Our most spectacularly beautiful resident duck! The brilliant, iridescent crest, body color and markings are developed by the male during the breeding season (in fall) just to attract the female!  He also attracts hunters and is more visible to predators, so his colors are not kept year-round. After breeding, the Wood Duck male molts to become mostly dark brown like the female, but retains his characteristic white throat markings, red eye and bill.  

Males engage in courtship display. He turns his head to show off his beautiful rear crest to the female and tilts his head to display his white patterned neck. Along with whistling notes, he performs ritualized general shaking, with erect crest and breast and rapid head raising and lowering of bill to chest to expose his white belly. If these actions incite her, she lowers her head with quick bill-pointing movements at him, indicating her preference for him as a mate.

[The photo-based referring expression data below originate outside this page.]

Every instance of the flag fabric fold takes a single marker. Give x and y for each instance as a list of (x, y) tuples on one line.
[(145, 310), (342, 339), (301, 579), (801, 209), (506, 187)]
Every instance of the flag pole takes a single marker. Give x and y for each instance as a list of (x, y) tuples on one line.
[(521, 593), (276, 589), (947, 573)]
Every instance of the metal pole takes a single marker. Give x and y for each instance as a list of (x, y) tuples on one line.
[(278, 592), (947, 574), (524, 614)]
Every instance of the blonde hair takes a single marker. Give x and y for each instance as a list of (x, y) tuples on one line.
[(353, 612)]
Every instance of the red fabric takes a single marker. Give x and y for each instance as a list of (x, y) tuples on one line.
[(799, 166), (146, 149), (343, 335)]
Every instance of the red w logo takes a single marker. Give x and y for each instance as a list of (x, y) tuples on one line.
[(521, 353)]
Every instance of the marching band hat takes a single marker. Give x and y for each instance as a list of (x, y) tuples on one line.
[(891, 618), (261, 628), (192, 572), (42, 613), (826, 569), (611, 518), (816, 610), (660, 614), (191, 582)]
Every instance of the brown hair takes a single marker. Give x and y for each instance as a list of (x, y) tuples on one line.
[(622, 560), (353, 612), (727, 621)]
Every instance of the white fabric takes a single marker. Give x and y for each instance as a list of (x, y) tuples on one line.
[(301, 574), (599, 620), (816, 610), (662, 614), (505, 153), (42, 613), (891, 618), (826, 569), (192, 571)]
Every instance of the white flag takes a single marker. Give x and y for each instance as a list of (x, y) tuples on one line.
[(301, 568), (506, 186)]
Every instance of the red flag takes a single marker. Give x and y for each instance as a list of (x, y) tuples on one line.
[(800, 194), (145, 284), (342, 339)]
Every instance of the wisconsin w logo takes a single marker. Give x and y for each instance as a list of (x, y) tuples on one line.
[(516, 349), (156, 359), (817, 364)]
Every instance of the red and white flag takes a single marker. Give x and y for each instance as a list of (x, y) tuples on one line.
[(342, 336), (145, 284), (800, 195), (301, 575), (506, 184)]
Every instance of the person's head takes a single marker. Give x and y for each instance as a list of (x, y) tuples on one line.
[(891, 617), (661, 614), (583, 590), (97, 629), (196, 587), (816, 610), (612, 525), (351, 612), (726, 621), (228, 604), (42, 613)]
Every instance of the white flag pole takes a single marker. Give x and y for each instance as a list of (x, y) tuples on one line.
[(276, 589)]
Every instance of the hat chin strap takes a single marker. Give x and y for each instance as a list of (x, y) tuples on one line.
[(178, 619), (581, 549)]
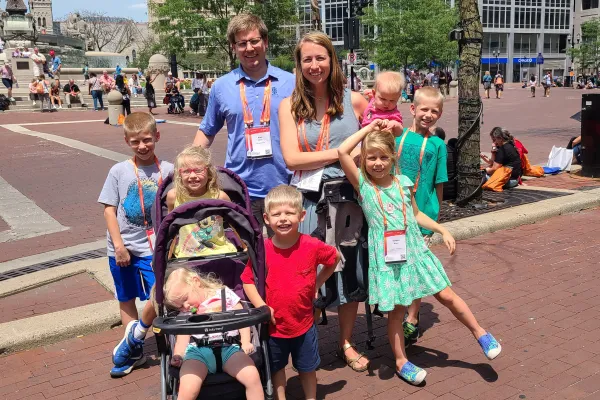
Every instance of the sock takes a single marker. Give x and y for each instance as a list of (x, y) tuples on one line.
[(139, 332)]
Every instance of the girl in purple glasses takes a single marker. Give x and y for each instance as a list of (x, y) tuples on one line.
[(196, 179)]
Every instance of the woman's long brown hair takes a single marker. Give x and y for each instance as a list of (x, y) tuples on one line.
[(303, 99)]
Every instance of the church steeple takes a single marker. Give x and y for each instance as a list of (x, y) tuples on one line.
[(15, 7)]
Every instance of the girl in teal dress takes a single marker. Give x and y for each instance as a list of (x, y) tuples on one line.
[(401, 267)]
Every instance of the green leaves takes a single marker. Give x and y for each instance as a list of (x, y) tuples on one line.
[(187, 27), (410, 32)]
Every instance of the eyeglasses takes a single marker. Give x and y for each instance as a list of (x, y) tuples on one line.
[(185, 172), (241, 45)]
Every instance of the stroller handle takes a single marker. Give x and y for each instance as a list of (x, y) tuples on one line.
[(211, 323)]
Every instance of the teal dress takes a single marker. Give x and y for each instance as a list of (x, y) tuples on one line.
[(392, 284)]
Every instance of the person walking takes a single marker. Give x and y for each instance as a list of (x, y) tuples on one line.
[(8, 80), (38, 62), (499, 84), (326, 113), (95, 90), (487, 83), (532, 85), (547, 84)]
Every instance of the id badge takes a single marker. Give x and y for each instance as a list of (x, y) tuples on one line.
[(308, 180), (151, 238), (258, 142), (394, 246)]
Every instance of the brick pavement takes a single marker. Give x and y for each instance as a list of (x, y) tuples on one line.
[(74, 291), (535, 287)]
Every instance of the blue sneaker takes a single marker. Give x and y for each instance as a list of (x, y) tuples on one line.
[(412, 374), (491, 348), (129, 348), (118, 372)]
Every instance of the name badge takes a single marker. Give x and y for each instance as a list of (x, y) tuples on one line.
[(394, 246), (308, 180), (258, 142), (151, 238)]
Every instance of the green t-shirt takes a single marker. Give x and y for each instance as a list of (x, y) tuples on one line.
[(433, 170)]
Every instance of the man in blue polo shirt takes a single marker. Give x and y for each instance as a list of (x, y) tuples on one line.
[(253, 150)]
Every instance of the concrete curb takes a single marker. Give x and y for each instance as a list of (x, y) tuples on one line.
[(50, 328)]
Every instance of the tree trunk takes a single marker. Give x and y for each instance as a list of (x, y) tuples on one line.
[(469, 104)]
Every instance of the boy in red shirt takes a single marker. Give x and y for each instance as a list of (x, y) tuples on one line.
[(292, 259)]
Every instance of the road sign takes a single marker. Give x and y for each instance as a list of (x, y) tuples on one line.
[(540, 58)]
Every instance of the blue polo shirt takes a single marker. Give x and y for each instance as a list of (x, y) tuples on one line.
[(225, 105)]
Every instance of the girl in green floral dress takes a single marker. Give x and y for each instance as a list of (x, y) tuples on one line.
[(401, 267)]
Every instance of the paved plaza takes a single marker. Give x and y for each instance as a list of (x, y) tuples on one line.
[(533, 286)]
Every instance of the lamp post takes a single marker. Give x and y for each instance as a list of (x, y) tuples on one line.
[(496, 53)]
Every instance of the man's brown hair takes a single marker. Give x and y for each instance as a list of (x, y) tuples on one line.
[(139, 122), (245, 22)]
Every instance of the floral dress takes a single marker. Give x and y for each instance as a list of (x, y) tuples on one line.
[(392, 284)]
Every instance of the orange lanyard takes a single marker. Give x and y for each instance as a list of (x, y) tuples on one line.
[(323, 141), (140, 191), (420, 157), (383, 209), (265, 116)]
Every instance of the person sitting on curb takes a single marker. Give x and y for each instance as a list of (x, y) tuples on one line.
[(72, 90)]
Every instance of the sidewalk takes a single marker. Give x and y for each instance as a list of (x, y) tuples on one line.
[(534, 287)]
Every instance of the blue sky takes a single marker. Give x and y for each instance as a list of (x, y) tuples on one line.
[(134, 9)]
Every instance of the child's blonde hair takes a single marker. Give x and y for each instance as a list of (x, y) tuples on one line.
[(139, 122), (283, 194), (380, 140), (390, 82), (189, 155), (429, 92), (186, 276)]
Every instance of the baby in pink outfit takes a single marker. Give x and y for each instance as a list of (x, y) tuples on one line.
[(383, 105)]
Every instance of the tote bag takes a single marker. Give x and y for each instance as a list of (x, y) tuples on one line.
[(560, 158)]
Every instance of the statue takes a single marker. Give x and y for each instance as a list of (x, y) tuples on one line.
[(76, 26)]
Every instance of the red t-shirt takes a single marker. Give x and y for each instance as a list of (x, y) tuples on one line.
[(291, 283)]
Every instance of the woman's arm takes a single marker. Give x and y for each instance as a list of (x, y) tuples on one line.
[(294, 158), (424, 221), (345, 150)]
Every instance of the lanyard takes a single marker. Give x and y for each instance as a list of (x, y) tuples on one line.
[(140, 191), (383, 209), (323, 141), (420, 157), (265, 116)]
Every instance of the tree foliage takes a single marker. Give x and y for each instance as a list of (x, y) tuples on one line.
[(410, 32), (587, 53), (200, 26)]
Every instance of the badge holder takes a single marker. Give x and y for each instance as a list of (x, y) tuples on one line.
[(394, 246), (258, 142)]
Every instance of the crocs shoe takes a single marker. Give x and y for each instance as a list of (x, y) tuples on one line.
[(411, 332), (118, 372), (129, 349), (491, 348), (412, 374)]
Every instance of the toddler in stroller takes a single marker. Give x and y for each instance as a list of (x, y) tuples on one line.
[(176, 102), (189, 292)]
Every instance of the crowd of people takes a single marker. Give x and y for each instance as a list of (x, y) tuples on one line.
[(279, 126)]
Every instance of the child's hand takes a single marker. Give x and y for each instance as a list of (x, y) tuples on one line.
[(248, 347), (176, 360), (449, 242), (122, 256)]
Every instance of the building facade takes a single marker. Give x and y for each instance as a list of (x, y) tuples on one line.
[(42, 14)]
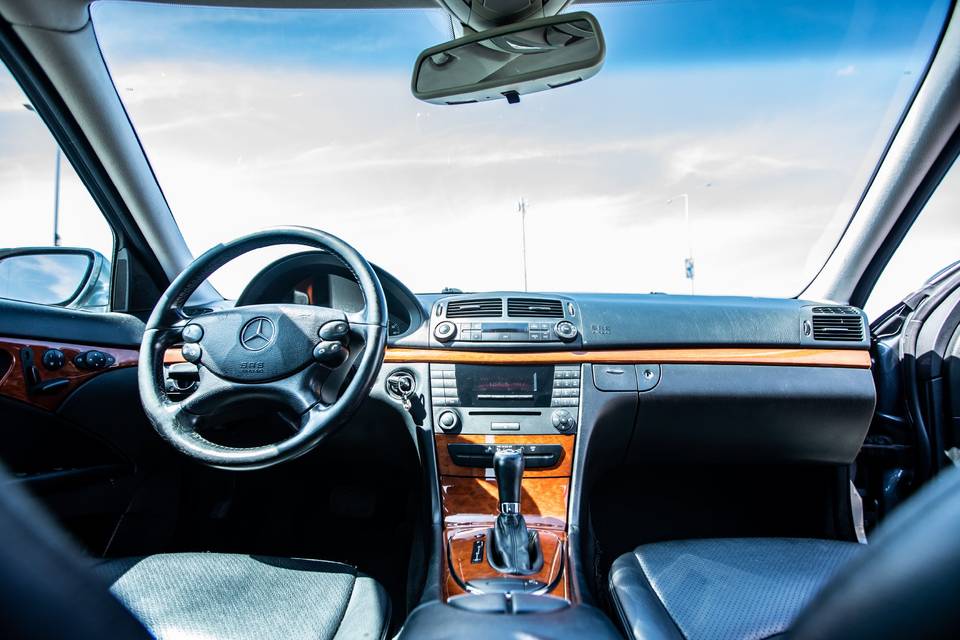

After mating successfully, as the eggs develop, females ingest especially high protein- and calcium-rich aquatic and terrestrial invertebrates, adding to the usual diet of seeds, fruits, and aquatic plants. The female chooses a nest cavity (most often abandoned by woodpeckers).  Prior to beginning one per day egg laying, she plucks her downy breast feathers to line the nest. Her bare breast serves as an incubation patch to warm her dozen eggs. During about a month incubation, she only leaves the nest briefly to feed twice a day.

When the eggs begin to pip (the young crack the shell with their egg tooth, soon lost after hatching), the mother begins calling to them. The clutch hatches in 20 hours. For another day, her call becomes louder.  She then leaves the nest, calling softly from the ground for them to follow.  One at a time, they leap many feet from the nest’s edge down to the ground! Uninjured, they walk or swim after the mother, able to feed on their own and rush to nearby cover or dive on signal from mother if a predator is near.